No procede en este caso acoger los motivos de apelación hechos valer por cuanto para rechazar la aplicación de la atenuante de reparación del daño baste lo ya antes concluido en esta resolución, resultando por ello, y partiendo del tipo agravado del apartado cuarto del artículo 257 del CP por el que fueron condenados los acusados, plenamente ajustada la pena impuesta por cuanto en aplicación del artículo 66 del CP se aplica la pena en grado inferior y en su límite mínimo, debiendo por ende ser rechazado tal motivo de apelación.
Vistos los preceptos legales citado y demás de general aplicación,
Fallo
Estimar parcialmente el recurso de apelación interpuesto por el Procurador de los Tribunales Sra. García Romaris, en nombre y representación de D. Pedro Miguel, Dª Consuelo y Dª Delia, y desestimar el recurso de apelación interpuesto por el Procurador de los Tribunales Sra. Montans Arguello, en nombre y representación de Dª Elsa, y, en consecuencia y manteniendo el resto de pronunciamientos de la sentencia apelada, se condena a D. Pedro Miguel a la pena de un año y seis meses de prisión, con inhabilitación especial para el derecho de sufragio pasivo durante el tiempo de la condena, y pena de multa de 11 meses con una cuota diaria de 12 euros, con la responsabilidad personal subsidiaria para el caso de impago del art. 53 CP, y se condena a Dª Consuelo y Dª Delia a la pena de un año y nueve meses de prisión, con inhabilitación especial para el derecho de sufragio pasivo durante el tiempo de la condena, y pena de multa de 13 meses con una cuota diaria de 12 euros, con la responsabilidad personal subsidiaria para el caso de impago del art. 53 CP, todo ello sin imposición de las costas de la apelación.
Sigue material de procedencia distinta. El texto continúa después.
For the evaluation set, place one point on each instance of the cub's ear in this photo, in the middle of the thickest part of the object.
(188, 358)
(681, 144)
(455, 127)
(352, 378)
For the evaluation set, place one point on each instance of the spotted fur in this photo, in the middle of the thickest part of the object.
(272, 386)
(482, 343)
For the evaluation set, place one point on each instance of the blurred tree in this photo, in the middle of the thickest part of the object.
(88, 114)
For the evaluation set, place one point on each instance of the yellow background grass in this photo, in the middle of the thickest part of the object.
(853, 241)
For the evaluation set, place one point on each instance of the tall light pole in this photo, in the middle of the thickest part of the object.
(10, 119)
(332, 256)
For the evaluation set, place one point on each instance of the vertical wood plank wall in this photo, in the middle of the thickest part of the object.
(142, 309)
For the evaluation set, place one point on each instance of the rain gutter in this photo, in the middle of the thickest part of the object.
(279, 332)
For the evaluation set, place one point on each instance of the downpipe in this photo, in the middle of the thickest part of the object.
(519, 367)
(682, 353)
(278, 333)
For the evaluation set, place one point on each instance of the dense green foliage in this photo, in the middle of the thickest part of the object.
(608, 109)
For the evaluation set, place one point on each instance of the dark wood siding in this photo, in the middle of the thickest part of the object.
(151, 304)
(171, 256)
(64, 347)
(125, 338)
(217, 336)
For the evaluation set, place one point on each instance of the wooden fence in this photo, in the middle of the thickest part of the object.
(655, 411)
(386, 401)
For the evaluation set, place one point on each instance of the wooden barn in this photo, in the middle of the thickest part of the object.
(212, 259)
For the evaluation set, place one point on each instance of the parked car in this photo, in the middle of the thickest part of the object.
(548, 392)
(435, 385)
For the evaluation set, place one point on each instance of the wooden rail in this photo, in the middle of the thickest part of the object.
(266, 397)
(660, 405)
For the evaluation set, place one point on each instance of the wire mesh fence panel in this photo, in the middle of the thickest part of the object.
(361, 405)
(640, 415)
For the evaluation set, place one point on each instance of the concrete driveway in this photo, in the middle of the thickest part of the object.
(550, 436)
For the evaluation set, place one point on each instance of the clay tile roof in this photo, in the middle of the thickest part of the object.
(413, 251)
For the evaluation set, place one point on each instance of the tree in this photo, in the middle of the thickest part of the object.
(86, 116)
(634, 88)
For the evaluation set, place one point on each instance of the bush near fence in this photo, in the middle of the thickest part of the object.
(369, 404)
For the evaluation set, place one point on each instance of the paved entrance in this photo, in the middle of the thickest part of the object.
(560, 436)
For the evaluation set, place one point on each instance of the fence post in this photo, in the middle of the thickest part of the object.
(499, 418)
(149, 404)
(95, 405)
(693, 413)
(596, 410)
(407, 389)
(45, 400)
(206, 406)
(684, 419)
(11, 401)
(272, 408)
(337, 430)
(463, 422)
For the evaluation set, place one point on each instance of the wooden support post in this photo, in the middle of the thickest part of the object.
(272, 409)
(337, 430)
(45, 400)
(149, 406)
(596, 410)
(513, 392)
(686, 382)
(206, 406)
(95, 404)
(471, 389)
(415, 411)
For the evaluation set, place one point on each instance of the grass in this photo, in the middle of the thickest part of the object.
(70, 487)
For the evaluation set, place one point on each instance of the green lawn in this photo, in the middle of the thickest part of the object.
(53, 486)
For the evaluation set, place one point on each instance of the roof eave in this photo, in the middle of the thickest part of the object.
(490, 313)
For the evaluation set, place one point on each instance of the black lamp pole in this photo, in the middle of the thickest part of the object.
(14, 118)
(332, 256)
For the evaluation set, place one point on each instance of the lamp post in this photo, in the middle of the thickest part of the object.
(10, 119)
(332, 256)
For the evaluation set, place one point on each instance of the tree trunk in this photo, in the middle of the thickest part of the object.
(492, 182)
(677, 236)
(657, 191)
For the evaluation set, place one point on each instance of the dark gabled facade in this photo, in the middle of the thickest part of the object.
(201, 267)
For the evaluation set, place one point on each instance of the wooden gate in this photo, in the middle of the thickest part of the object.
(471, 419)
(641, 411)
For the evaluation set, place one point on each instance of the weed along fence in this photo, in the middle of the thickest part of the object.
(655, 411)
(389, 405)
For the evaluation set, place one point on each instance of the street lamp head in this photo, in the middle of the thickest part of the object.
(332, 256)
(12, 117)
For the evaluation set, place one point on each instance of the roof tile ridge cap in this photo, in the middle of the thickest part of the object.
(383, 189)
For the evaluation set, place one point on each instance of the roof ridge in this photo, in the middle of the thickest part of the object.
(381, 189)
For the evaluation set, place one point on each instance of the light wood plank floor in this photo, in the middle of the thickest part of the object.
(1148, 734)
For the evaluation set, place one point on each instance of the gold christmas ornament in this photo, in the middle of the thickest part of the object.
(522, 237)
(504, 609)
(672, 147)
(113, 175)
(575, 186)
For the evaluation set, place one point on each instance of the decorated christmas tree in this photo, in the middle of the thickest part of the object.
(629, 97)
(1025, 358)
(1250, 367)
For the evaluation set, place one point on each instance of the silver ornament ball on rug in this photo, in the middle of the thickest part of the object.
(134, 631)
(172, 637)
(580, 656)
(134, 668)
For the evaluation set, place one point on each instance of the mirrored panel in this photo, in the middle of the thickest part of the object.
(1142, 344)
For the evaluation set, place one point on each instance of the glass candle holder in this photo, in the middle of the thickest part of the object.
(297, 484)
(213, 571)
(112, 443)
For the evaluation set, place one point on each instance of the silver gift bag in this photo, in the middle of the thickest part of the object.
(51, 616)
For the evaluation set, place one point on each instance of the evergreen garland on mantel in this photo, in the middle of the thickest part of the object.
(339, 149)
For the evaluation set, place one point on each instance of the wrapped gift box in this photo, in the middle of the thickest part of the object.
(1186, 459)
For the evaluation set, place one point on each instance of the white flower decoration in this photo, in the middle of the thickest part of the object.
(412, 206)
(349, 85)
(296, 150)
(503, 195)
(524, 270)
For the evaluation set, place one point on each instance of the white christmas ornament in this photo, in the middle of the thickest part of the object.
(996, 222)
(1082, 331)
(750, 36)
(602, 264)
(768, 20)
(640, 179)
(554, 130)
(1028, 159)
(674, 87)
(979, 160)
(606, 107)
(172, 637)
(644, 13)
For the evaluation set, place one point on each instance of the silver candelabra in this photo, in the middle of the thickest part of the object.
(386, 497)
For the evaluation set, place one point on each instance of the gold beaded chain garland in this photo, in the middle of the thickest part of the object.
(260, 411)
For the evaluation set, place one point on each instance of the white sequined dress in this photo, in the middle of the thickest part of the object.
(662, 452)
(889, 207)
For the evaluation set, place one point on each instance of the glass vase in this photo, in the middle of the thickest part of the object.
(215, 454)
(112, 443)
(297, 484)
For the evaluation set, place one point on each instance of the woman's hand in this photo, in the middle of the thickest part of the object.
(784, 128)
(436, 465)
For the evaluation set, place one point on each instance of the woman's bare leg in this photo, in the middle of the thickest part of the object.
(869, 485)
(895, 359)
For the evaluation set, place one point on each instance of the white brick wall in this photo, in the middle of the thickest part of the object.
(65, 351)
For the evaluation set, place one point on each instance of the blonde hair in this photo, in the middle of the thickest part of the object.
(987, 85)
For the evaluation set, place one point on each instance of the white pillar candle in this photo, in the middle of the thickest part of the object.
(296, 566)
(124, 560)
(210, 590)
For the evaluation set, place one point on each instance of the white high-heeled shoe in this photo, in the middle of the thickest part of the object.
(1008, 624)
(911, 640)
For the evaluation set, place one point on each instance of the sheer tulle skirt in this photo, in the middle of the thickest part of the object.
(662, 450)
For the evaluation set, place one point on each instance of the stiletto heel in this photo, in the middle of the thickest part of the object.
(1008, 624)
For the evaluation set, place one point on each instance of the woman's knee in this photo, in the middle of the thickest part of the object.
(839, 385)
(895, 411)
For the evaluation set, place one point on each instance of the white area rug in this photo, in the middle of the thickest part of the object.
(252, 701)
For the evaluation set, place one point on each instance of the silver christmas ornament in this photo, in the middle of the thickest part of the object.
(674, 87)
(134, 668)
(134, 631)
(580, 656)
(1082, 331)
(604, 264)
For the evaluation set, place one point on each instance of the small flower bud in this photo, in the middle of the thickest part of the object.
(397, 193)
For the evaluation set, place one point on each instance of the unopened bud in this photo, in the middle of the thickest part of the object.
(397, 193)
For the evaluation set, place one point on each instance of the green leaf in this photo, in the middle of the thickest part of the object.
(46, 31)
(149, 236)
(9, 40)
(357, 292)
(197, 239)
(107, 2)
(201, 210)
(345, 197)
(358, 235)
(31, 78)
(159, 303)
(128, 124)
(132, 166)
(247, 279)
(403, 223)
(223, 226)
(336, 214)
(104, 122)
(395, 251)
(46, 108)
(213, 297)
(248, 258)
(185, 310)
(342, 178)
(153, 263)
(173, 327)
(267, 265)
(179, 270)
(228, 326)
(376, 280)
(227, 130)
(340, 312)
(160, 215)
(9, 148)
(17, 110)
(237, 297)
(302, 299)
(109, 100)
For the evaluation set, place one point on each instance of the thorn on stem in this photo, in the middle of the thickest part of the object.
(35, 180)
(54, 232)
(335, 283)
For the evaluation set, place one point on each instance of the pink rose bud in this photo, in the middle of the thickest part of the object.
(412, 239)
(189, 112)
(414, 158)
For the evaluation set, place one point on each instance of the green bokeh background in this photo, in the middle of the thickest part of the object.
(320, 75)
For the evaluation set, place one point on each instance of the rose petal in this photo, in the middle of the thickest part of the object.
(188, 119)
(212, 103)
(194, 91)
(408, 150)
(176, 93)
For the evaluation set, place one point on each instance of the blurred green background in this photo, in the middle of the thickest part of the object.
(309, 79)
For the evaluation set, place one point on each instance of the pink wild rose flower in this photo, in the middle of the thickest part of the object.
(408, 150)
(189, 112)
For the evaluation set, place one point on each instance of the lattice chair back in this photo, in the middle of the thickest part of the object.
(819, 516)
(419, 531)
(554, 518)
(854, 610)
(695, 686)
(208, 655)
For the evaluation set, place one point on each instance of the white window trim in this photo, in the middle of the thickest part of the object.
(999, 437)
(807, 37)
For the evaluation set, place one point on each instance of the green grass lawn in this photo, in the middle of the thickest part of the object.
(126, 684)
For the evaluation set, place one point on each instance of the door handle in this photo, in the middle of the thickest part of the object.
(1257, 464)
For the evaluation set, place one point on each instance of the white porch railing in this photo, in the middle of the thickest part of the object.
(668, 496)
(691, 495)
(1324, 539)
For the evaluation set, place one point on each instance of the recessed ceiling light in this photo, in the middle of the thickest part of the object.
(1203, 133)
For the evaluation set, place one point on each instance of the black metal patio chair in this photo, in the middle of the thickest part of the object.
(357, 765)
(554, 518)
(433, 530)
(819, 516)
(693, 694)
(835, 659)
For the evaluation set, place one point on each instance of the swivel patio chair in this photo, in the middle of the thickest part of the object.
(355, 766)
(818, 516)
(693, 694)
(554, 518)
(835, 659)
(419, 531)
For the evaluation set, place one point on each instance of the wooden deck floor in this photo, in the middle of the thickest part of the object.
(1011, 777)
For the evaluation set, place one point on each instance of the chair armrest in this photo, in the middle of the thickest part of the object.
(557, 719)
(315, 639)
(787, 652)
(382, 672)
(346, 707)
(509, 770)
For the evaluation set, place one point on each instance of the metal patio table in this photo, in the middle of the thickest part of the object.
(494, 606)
Notifíquese esta sentencia, en legal forma, a las partes haciéndoles saber, conforme preceptúa el artículo 248-4º de la Ley Orgánica del Poder Judicial, que frente a la misma podrá interponerse, preparándolo ante esta Sala dentro de los cinco días siguientes al de la última notificación de esta resolución cumpliendo los requisitos previstos en el art. 855 segundo párrafo LECR, recurso de casación por infracción de ley por el motivo previsto en el art. 849.1 Lecrim, que deberá fundarse exclusivamente en la infracción de un precepto penal de carácter sustantivo u otra norma jurídica del mismo carácter sustantivo que deba ser observada en la aplicación de la Ley Penal, que deberá respetar los hechos probados y que no se tendrá por preparado cuando se aleguen motivos distintos al previsto en el artículo 849.1 de la Lecrim.
Devuélvanse las actuaciones originales con testimonio de la presente resolución al Juzgado de procedencia para su ejecución y cumplimiento.
Así por esta resolución de la que se pondrá certificación literal en el Rollo de su razón, incluyéndose el original en el Libro correspondiente, definitivamente juzgando en esta instancia, lo pronunciamos, mandamos y firmamos.